由憂ちゃんの目に、昔の私はどう映っていたか分からないから…。
「優しくて、女の子らしくて可愛いの。」
「それは…由憂ちゃんだって変わってないよ!」
「私は変わっちゃったよ…。というか頑張って変わったの。
ちょっとでも女の子らしくなろうって。」
「そこは変わったけど…笑顔は昔と変わってなかった!」
「あ…ありがとう。」
「うん…」
しばらく2人とも黙っていた。
気まずい…何を話せばいいんだろう…
沈黙に困り果てた私に、
冷たい冬の、桜の花びらが舞い降りた。
「あれ…?」
「雪だ!!」
「…覚えてる? 昔、里桜が私を助けてくれたこと。」
「え? 私が?」
「そうだよ。ちょうどこんな雪の降る日だった。」
「雪の…降る日…」
なかなか思い出せず考え込んでいると、
由憂ちゃんが笑顔で話し始めた。
「私が男の子にからかわれて、泣いちゃったとき……」
「どうしたのゆーちゃん?」
「あいつらがっわたしのことっ…一生恋人できないって…・おとこ女っだからっ」
泣きじゃくる由憂ちゃんが指差す方向には、
こっちを向いて笑っている男子達がいた。
「アッハハハ! おとこ女のくせに泣いてるぜ!!」
「うえーーーん!!!」
「泣き虫だー! 泣き虫おとこ女ー!!」
『ドサッ!』
「冷てぇ!?」
突然顔に当たった雪玉に、
男の子は目を丸くして驚いていた。
「ゆーちゃんにあやまって!!!!」
「えっりおっ??」
大声を出した私に、
由憂ちゃんまでもが驚き泣くのをぴたりとやめた。
「なっなんだよ! 急に!」
「いくら好きだからって、泣かせちゃだめでしょ!!!」
「は!? すっ好きじゃねえよ!!! そんなやつ!!」
そう言って逃げようとした男子達を、
私は追いかけ腕を掴んで言った。
「あやまって!!! ゆーちゃんにあやまるまではなさないもん!!」
「りお……」
「びっくりしたよ。あの優しい里桜が急に怒鳴ったりしたから。」
「あぁ、あの時は…私どうしても許せなくって、
でも最終的には私も男の子達も泣いちゃって大変だったよね…」
「そうそう。でもそれからあんまりからかってこなくなったよね。」
「うん…。
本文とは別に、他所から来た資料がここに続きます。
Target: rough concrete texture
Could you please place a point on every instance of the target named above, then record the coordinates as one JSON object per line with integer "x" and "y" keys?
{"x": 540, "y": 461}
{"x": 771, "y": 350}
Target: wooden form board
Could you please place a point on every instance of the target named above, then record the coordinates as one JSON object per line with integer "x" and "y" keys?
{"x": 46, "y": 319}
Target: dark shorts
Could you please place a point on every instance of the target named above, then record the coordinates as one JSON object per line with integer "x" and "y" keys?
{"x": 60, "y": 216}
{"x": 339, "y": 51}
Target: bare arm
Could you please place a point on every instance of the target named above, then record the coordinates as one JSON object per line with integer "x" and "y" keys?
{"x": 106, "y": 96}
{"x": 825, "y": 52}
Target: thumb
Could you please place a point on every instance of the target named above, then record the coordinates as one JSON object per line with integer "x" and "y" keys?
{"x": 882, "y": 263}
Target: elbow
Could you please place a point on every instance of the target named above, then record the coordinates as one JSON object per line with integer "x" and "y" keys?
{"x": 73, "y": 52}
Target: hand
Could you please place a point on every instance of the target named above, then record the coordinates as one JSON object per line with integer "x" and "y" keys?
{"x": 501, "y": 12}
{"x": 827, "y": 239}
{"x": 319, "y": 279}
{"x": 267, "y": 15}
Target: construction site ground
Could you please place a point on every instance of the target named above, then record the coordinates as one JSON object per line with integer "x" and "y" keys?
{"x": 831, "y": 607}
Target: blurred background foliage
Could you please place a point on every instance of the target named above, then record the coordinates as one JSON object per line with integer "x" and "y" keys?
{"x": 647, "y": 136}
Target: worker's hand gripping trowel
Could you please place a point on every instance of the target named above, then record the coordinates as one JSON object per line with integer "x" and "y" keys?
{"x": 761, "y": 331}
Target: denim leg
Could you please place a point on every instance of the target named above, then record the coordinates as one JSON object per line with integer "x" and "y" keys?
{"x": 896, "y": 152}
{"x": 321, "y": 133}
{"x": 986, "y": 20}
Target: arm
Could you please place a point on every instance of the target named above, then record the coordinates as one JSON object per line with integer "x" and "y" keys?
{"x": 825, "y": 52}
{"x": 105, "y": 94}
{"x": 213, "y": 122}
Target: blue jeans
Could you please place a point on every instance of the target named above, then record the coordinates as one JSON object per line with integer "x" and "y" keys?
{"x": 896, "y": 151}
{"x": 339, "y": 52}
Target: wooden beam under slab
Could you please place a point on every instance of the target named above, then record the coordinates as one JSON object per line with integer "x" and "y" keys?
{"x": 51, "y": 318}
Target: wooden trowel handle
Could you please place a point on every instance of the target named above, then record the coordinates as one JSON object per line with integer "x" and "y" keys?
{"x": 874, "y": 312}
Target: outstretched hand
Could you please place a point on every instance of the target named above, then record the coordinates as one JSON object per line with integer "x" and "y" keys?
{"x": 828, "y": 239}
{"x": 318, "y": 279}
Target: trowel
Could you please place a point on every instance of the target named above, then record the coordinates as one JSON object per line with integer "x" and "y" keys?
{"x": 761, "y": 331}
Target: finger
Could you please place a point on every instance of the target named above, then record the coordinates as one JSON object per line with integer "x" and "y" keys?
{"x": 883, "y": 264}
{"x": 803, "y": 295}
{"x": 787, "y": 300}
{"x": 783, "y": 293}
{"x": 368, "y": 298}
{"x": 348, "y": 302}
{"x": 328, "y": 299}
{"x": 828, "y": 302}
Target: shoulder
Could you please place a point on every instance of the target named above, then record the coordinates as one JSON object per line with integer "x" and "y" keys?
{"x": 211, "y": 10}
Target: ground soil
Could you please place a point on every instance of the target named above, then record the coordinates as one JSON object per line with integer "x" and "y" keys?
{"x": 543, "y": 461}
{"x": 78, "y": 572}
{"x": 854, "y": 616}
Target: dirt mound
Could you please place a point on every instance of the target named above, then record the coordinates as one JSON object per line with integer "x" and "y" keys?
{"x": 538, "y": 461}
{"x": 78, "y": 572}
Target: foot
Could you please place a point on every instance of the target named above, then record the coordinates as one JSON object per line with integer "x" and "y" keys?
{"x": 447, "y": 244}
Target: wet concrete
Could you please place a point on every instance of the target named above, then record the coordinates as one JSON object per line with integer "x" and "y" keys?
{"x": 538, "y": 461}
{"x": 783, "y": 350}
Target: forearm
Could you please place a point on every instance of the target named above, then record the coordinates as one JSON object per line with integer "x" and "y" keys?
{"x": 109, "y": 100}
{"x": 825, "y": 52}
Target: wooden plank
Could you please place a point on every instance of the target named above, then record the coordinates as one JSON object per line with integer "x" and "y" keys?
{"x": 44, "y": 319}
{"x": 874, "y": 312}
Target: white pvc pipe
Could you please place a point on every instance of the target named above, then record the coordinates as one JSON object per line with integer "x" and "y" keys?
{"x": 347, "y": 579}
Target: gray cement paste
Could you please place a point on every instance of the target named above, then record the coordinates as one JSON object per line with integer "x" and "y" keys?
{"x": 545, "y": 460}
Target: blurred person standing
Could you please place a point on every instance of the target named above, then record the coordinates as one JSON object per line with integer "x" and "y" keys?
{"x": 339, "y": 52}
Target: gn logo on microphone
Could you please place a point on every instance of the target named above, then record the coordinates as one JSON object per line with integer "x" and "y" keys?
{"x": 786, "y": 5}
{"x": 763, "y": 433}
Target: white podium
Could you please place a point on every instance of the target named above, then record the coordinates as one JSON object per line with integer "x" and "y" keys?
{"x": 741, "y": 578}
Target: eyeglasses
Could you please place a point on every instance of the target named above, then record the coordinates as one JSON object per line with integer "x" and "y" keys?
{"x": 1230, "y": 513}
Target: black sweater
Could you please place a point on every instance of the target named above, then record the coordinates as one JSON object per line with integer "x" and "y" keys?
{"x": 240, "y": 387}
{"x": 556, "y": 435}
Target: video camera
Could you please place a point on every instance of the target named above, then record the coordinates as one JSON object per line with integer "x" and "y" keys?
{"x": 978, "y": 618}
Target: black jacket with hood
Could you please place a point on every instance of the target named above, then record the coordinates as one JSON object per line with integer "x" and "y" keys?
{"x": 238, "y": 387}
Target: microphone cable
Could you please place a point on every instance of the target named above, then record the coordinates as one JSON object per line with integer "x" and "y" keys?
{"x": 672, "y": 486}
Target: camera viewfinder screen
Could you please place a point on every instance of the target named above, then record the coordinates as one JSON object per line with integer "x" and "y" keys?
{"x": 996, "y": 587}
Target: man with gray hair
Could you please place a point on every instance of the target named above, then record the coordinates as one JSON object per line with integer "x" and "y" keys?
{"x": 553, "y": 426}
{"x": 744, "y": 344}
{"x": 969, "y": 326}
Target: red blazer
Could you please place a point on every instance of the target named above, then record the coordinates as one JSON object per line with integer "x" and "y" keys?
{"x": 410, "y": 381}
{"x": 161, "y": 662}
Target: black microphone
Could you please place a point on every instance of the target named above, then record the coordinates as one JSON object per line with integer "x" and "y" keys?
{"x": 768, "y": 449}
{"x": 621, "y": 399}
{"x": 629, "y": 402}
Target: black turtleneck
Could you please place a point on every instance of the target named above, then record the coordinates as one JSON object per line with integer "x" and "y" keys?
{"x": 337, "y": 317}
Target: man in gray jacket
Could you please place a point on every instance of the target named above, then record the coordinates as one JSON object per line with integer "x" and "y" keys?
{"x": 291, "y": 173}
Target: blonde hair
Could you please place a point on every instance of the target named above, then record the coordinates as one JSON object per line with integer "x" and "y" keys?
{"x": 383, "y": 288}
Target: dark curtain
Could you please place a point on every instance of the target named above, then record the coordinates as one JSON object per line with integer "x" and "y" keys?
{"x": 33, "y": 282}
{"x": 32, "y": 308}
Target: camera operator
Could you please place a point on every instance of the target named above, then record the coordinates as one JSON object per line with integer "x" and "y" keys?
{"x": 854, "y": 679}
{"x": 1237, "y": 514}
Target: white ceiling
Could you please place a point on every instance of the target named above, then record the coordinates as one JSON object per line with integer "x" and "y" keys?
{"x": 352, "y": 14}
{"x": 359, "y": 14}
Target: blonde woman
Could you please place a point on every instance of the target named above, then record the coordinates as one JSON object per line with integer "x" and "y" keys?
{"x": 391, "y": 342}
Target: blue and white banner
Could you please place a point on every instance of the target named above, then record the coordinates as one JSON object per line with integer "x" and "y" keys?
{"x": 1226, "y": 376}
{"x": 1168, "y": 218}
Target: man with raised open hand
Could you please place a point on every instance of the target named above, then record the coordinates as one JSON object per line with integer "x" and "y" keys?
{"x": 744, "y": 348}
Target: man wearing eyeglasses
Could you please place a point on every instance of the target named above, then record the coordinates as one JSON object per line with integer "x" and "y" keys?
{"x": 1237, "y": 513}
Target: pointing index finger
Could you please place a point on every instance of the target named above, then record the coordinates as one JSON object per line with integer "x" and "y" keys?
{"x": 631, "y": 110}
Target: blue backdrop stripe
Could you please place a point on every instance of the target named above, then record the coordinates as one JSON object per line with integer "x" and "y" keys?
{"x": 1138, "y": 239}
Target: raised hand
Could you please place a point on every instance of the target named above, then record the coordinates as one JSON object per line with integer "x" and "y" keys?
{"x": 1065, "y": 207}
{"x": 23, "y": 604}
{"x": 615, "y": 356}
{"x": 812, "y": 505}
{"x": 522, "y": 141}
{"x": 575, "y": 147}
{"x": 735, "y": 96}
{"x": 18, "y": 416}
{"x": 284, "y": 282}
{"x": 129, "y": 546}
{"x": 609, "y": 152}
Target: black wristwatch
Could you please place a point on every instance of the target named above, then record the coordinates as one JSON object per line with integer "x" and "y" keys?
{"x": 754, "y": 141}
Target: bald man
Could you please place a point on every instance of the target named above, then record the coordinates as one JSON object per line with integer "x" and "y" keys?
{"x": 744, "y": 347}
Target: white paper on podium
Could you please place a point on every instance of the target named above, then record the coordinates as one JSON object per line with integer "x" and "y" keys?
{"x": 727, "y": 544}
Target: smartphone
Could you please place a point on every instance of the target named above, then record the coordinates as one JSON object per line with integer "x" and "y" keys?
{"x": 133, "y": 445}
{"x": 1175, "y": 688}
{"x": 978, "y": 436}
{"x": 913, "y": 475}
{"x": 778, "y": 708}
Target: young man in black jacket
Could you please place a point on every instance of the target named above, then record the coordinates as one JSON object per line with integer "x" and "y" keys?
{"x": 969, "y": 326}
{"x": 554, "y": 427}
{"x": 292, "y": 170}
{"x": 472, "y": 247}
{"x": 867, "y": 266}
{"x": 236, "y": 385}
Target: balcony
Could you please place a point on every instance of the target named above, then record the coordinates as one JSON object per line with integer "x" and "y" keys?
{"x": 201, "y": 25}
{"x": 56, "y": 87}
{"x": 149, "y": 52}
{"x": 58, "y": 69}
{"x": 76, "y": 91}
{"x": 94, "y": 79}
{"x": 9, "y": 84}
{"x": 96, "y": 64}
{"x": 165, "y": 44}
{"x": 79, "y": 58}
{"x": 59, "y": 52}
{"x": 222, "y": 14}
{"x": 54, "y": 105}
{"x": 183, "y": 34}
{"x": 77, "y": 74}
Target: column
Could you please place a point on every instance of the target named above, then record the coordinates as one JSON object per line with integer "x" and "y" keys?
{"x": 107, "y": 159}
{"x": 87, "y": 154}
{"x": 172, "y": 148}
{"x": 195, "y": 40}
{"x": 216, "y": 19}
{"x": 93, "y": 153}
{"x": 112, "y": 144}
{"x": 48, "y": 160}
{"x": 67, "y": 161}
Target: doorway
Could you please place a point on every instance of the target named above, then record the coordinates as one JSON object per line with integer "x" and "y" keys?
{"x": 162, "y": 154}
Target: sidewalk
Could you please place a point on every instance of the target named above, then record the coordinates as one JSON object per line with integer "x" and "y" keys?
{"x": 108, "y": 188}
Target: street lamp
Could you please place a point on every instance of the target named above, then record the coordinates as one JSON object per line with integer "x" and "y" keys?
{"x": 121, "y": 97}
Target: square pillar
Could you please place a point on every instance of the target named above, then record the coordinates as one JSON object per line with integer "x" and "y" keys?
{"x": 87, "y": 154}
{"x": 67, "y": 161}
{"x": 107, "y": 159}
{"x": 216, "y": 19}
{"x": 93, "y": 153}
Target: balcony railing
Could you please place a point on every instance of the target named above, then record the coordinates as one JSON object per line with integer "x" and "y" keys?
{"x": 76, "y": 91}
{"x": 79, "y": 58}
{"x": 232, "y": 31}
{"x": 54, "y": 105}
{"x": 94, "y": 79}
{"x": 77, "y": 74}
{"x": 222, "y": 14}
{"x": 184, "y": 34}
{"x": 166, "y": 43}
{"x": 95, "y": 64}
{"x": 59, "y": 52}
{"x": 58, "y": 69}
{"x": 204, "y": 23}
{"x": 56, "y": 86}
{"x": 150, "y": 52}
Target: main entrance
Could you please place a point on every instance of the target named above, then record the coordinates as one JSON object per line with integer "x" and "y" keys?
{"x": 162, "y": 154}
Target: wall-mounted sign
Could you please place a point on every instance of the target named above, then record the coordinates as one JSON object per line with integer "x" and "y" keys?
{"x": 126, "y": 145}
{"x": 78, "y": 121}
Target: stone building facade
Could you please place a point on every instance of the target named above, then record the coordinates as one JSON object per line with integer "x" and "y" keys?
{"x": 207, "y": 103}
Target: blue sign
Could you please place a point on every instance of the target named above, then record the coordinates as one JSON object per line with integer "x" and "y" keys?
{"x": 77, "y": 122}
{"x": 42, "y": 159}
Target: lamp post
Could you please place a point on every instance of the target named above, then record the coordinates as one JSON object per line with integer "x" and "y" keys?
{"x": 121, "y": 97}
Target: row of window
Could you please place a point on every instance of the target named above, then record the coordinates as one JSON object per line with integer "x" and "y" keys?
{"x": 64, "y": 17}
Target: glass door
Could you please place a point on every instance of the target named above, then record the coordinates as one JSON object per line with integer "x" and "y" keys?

」
それはまだ私と由憂ちゃんがずっと一緒にいた頃のこと。
とても懐かしい。
あの日と同じ雪の中、
2人は一緒にいるのに…もうあの頃とは違う。
大人になった…私たち…。
「ありがとね。」
「え?」
「あの時は。それと…」
「うん?」
「……ごめん。」
降り続ける雪は、
2人の空いてしまった空白の時を埋めていくようだった。
「私、里桜のこと大好きだったのに…弱くて…裏切ったりしてごめん…」
「いいの…今その言葉が聞けて、嬉しいから…
良かった。嫌われちゃったのかと思って…」
2人の頬には、
暖かい一筋の涙がこぼれていた…。
それは、
私の持つ、闇が、悲しみが…
2人の、懐かしい友情に変わった時だった。